2- Cet arrêt appelle plusieurs observations.

  2.1-    En premier lieu, la Cour administrative d’appel conditionne les chances de succès d’une action indemnitaire à la contestation préalable de la légalité de la décision administrative à l’origine du dommage.

 Faute d’avoir contesté la légalité du retrait, la Cour administrative d’appel de Bordeaux en déduit incidemment que malgré l’existence d’une faute et d’un préjudice, le lien de causalité ne serait pas suffisamment direct, faisant ainsi tomber le recours indemnitaire.

 Ainsi, à défaut de contester en amont la décision litigieuse à l’origine de la faute, le recours indemnitaire n’aurait donc aucune chance d’aboutir.

  2.2-    En deuxième lieu, cet arrêt présente une portée de pure procédure et un éclairage sur la stratégie à mener dans un contentieux sur le long terme.
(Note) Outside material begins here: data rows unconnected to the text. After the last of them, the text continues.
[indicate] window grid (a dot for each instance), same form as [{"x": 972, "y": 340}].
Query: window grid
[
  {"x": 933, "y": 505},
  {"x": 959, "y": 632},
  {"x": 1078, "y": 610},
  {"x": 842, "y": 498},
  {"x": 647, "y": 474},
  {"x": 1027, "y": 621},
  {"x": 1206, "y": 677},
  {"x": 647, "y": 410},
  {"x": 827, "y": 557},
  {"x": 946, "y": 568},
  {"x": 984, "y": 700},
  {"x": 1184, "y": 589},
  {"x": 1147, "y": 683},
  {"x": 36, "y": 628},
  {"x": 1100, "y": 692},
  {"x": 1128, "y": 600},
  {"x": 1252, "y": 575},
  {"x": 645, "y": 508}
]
 Le fait de ne pas contester la légalité d’un acte administratif impliquerait ici un abandon du projet, soit plus largement – si l’on extrapole la portée de cet arrêt – un abandon du bénéfice de l’autorisation administrative dont est titulaire le justiciable.

 L’abandon des « prétentions » du titulaire d’une autorisation administrative pourrait se déduire du non exercice des voies de recours et aurait ainsi des répercussions stratégiques et contentieuses à long terme.

 En effet, ne pas contester la décision administrative illégale dans le délai du recours contentieux reviendrait à renoncer définitivement à toute autre voie de recours (devant les juridictions administratives) qui porterait sur ce à quoi il a été renoncé.

 En vertu de cet arrêt, la première étape d’un contentieux implique désormais la contestation systématique de toute décision défavorable pour toute personne titulaire d’une autorisation administrative ou d’un quelconque droit, y compris si la stratégie juridique ne l’impose pas immédiatement ou encore si la stratégie juridique est encore méconnue.

 A l’inverse, cette décision offre un argument « politique » (supplémentaire) à la décision d’engager de recours contentieux parallèlement à des discussions avec l’autorité publique.

 En effet, à l’argument de l’expiration du délai de recours s’ajoute désormais un argument plus économique et financier puisque, selon cette décision, aucun recours indemnitaire ne serait plus possible en l’absence de contentieux contre la décision de retrait.